Open Access
Leveraging Electronic Health Records and Administrative Datasets to Understand Social Determinants of Health: Opportunities and Challenges
Author(s) -
Jonathan M. Tan,
Jack O. Wasey,
Olivia Nelson,
Vicky Tam,
Allan F. Simpao,
Jorge A. Gálvez
Publication year - 2019
Publication title -
international journal of population data science
Language(s) - English
Resource type - Journals
SCImago Journal Rank - 0.602
H-Index - 7
ISSN - 2399-4908
DOI - 10.23889/ijpds.v4i3.1317
Subject(s) - socioeconomic status , geocoding , health care , social determinants of health , quality (philosophy) , medical record , business , population , data science , medicine , knowledge management , computer science , environmental health , geography , political science , philosophy , remote sensing , law , radiology , epistemology
BackgroundElectronic health records (EHRs) are ubiquitous in modern health care systems and contain granular detail about an individual’s medical care. EHRs, however can be extremely limited in the amount of information about the patient’s socioeconomic status and other non-clinical factors that relate to social determinants of health (SDOH). As increasing evidence supports the role of socioeconomic and environmental factors having a greater impact on overall health than health care services, it is important to create novel data analysis methods that can improve our understanding of SDOH factors for each patient and the greater population a health system cares for.
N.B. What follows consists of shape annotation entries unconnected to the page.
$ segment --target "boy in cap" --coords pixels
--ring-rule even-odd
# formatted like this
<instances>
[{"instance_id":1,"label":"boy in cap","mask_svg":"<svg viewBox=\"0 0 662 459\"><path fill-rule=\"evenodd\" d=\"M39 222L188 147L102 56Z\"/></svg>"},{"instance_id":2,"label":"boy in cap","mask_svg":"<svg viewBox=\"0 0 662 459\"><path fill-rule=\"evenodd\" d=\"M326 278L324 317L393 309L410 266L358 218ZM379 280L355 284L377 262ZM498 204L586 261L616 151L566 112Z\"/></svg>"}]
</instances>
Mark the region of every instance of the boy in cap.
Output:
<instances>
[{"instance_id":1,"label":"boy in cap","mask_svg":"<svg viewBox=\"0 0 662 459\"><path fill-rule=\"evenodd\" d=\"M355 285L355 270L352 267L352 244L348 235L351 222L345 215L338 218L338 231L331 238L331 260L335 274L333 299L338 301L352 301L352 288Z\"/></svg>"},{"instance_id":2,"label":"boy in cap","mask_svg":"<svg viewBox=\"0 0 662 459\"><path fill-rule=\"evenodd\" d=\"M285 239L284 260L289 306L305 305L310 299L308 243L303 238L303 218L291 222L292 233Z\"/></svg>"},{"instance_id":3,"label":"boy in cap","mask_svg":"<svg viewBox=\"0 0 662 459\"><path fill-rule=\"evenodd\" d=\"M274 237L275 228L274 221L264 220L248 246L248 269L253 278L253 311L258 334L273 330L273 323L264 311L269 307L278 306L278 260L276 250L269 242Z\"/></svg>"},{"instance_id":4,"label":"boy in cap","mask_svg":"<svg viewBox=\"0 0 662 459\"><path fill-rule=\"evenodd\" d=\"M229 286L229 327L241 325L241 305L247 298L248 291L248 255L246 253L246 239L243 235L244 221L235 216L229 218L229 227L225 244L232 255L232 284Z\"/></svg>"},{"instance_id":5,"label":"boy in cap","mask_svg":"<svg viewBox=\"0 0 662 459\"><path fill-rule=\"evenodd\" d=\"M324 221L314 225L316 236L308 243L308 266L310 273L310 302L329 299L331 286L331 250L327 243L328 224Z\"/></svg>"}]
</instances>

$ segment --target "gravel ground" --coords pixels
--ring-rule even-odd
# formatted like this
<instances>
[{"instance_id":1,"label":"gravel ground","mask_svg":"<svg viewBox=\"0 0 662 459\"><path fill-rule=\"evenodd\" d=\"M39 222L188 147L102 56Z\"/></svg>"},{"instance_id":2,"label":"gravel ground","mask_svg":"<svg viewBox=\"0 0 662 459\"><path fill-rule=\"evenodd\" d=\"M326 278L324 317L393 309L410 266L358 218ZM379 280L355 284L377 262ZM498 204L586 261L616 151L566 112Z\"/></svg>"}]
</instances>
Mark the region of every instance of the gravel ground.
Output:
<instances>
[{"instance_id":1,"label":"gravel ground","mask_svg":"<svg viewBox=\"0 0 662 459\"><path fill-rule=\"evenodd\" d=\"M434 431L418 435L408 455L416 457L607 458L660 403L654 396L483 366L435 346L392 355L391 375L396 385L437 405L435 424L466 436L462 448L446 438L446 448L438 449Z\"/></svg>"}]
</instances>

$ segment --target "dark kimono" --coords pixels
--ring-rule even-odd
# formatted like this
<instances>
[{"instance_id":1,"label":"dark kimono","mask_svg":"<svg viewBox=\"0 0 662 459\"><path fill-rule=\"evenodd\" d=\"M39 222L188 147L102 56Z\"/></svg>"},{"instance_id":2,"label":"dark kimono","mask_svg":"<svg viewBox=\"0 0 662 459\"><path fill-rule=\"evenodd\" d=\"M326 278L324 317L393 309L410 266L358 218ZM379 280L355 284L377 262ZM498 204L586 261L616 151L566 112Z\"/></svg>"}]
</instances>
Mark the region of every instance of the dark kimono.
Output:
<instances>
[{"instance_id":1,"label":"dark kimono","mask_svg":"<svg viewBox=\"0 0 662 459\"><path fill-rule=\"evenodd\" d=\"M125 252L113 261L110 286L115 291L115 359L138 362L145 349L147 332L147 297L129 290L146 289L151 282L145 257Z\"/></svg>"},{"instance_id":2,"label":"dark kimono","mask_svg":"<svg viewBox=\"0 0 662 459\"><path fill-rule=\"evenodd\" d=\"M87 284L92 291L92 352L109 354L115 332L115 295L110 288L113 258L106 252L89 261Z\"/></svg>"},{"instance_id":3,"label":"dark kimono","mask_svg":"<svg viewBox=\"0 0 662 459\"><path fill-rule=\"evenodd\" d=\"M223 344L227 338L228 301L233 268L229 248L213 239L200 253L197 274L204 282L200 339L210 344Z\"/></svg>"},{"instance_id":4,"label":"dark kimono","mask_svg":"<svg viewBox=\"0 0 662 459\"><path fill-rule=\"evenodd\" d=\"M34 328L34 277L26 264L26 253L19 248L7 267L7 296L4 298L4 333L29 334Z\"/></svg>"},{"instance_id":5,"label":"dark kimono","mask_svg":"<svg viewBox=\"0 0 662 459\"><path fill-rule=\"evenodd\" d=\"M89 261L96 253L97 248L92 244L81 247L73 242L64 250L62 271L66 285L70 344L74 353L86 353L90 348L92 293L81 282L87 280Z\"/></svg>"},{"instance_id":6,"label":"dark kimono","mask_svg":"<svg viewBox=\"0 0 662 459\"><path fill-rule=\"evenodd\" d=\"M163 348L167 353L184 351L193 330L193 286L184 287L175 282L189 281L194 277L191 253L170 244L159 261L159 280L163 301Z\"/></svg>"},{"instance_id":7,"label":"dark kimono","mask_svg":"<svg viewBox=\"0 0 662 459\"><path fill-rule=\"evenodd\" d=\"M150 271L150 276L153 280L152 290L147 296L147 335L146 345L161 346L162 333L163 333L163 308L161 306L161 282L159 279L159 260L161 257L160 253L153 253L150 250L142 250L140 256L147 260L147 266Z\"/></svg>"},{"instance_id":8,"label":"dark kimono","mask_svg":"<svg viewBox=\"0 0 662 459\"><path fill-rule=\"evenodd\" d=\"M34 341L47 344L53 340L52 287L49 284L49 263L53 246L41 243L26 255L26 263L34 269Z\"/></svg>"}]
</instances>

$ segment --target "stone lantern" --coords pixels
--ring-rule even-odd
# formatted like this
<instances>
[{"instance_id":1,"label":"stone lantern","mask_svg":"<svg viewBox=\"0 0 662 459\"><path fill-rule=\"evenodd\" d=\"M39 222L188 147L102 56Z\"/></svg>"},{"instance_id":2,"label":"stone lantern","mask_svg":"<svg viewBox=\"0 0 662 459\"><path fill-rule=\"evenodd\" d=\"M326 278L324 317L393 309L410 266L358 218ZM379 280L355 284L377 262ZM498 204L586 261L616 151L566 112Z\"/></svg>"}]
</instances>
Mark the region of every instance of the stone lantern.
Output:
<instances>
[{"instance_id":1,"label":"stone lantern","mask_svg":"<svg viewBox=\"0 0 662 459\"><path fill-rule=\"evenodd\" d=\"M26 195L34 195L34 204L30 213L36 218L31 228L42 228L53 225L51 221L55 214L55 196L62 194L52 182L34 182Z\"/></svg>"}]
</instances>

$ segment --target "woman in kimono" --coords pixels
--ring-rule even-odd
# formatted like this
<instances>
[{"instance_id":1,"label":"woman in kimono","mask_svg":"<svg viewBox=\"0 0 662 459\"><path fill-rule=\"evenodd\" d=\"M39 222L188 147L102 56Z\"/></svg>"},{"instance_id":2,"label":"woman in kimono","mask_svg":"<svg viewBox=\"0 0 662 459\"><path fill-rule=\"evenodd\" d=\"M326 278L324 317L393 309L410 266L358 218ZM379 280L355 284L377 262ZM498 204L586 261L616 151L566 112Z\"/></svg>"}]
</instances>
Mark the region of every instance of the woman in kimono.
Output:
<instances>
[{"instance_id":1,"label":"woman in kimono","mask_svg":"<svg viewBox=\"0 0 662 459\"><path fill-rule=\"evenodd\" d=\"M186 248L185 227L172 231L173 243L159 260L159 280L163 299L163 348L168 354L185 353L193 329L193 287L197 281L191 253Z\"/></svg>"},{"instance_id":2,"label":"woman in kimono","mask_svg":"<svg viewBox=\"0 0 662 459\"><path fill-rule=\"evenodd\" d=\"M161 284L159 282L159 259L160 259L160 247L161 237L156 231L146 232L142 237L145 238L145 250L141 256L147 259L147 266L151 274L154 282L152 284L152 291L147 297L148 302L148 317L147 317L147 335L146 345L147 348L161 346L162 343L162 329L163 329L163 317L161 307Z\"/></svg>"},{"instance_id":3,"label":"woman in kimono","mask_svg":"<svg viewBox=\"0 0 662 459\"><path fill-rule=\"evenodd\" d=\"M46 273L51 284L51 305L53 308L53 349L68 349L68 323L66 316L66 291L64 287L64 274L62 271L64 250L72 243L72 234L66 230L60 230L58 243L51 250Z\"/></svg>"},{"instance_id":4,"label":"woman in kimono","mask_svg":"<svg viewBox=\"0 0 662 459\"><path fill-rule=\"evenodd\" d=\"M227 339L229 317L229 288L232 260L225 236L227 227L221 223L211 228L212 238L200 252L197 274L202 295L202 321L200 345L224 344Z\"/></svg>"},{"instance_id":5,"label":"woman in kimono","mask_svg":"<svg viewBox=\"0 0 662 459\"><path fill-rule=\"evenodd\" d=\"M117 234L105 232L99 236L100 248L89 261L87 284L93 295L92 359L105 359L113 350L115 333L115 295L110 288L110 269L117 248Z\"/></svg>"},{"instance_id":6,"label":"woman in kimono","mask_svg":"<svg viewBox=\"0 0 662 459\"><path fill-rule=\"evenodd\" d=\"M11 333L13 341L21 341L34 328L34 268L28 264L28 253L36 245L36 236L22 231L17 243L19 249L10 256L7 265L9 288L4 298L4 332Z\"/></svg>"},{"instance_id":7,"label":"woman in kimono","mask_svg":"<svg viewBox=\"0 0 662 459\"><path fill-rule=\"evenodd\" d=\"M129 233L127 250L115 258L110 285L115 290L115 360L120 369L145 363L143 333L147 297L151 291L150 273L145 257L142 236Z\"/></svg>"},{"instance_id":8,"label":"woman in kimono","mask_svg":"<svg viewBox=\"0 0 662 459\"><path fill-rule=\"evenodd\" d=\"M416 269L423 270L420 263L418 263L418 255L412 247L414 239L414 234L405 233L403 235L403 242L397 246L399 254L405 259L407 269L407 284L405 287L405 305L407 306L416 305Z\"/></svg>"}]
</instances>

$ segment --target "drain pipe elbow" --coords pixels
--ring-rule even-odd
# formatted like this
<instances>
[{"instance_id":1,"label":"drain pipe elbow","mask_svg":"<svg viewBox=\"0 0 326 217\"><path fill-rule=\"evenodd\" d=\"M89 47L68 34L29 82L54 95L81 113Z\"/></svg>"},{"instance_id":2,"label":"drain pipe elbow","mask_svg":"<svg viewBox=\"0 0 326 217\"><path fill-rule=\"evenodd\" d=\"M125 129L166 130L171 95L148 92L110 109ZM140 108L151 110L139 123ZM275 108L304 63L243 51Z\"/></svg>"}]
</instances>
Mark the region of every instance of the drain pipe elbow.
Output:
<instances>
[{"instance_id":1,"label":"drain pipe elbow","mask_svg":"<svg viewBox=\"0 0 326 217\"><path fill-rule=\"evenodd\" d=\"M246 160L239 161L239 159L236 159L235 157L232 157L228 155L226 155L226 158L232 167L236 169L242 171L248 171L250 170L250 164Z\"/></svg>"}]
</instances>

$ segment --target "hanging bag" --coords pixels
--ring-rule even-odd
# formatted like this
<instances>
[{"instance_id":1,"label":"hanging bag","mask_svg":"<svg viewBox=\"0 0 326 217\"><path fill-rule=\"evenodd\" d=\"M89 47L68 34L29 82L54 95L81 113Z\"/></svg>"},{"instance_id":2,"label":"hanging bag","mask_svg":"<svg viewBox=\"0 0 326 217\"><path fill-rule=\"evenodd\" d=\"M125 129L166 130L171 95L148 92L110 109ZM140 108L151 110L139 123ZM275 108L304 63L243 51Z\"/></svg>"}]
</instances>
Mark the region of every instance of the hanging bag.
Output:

Main AimTo demonstrate the feasibility and value of linking EHRs with administrative datasets to produce SDOH insights and better support research, quality improvement initiatives and operational decision making.
Methods/ApproachWe linked EHR’s at the Children’s Hospital of Philadelphia, between 2015-2019, with administrative datasets including the US Census and the American Community Survey Datasets for over 40,000 pediatric patients. This required the validation of geocoding addresses and spatial join techniques to provide clinical insight into the individual patient along with SDOH insights into their neighborhood environment. We then conducted several studies that combined individual clinical factors and neighborhood socioeconomic risk factors to improve our understanding and care pathways for patients.
ResultsLinking EHR data and administrative datasets required novel methods with unique challenges. Challenges included conducting such analysis with concern for the protection of patient privacy, overcoming technical data linkage challenges, and understanding the limitations of administrative dataset granularity when compared to detailed granularity of individual medical records. Presentation of results to further ensure patient confidentiality and privacy was also critical to our analysis.
ConclusionEHRs and administrative datasets can be successfully linked together to leverage the strength of both traditional clinical data and SDOH factors. While there can be technical and privacy related challenges, there are many benefits of using administrative datasets to provide unique multidimensional insights into socioeconomic and environmental impacts of health.